Monday, November 28, 2022

Vella Presents Pillar 2’s Impact On Tax Competition Today At UC-Irvine

John Vella (Oxford) presents Pillar 2’s Impact on Tax Competition (with Michael P. Devereux (Oxford; Google Scholar) & Heydon Wardell-Burrus (Oxford)) at UC-Irvine today as part of its Tax Policy Colloquium

John-vellaThe Two-Pillar Solution agreed by 137 countries on 8 October 2021 has been hailed as “historic” and a “a once-in-a-generation accomplishment for economic diplomacy.” To a significant extent, this is due to the expected impact of Pillar 2 (essentially a global minimum tax) on tax competition among states. This paper examines Pillar 2’s impact on tax competition. It builds on a short policy brief released by the authors in January 2022 in which the main incentives created by Pillar 2 that are relevant to tax competition were first identified.

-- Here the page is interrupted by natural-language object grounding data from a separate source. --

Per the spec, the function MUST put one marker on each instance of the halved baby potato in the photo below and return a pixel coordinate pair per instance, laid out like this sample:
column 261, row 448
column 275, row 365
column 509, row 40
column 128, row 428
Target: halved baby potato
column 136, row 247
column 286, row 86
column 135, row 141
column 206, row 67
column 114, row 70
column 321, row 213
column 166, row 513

The paper is divided into 7 sections. Section 1 introduces the paper. Section 2 discusses Pillar 2’s objectives: addressing profit shifting and tax competition. Section 3 discusses the Top-Up Tax calculation under Pillar 2, with a particular focus on the “Substance Based Income Inclusion” and the “Qualified Domestic Minimum Top-up Tax” (QDMTT) variables. Section 4 sets out three main conclusions on Pillar 2’s impact on tax competition. 

First, Pillar 2 does set a floor on tax paid on corporate profit by multinationals equal to 15% of “Excess Profit”. It also sets an effective floor on competition among “source” countries. The floor is set at zero Corporation Tax liabilities and a tax of 15% of Excess Profit collected through a QDMTT. Second, Pillar 2 may provide some countries with an incentive to raise revenues through a QDMTT rather than a Corporation Tax. Put more provocatively, Pillar 2 may strengthen the incentive for some countries to compete on Corporation Tax, but they can recover the Corporation Tax revenues foregone through the QDMTT. Third, countries can compete below the floor identified above by offering grants and “Qualified Refundable Tax Credits”. Section 5 considers implementation issues. It considers options for uniform or differentiated implementation of Pillar 2. It also considers factors that may be thought to weaken countries’ incentives to rely on QDMTTs instead of Corporation Tax. Section 6 proposes an alternative design for the Top-Up Tax calculation that may have been preferable. Section 7 concludes. An appendix provides a formal algebraic analysis in support of the main conclusions reached in the paper.

Overall, therefore, this paper concludes that Pillar 2 should have a significant impact on tax competition, but the impact may be less straightforward and significant than may have been expected. It also creates incentives that are not clearly desirable from a policy perspective.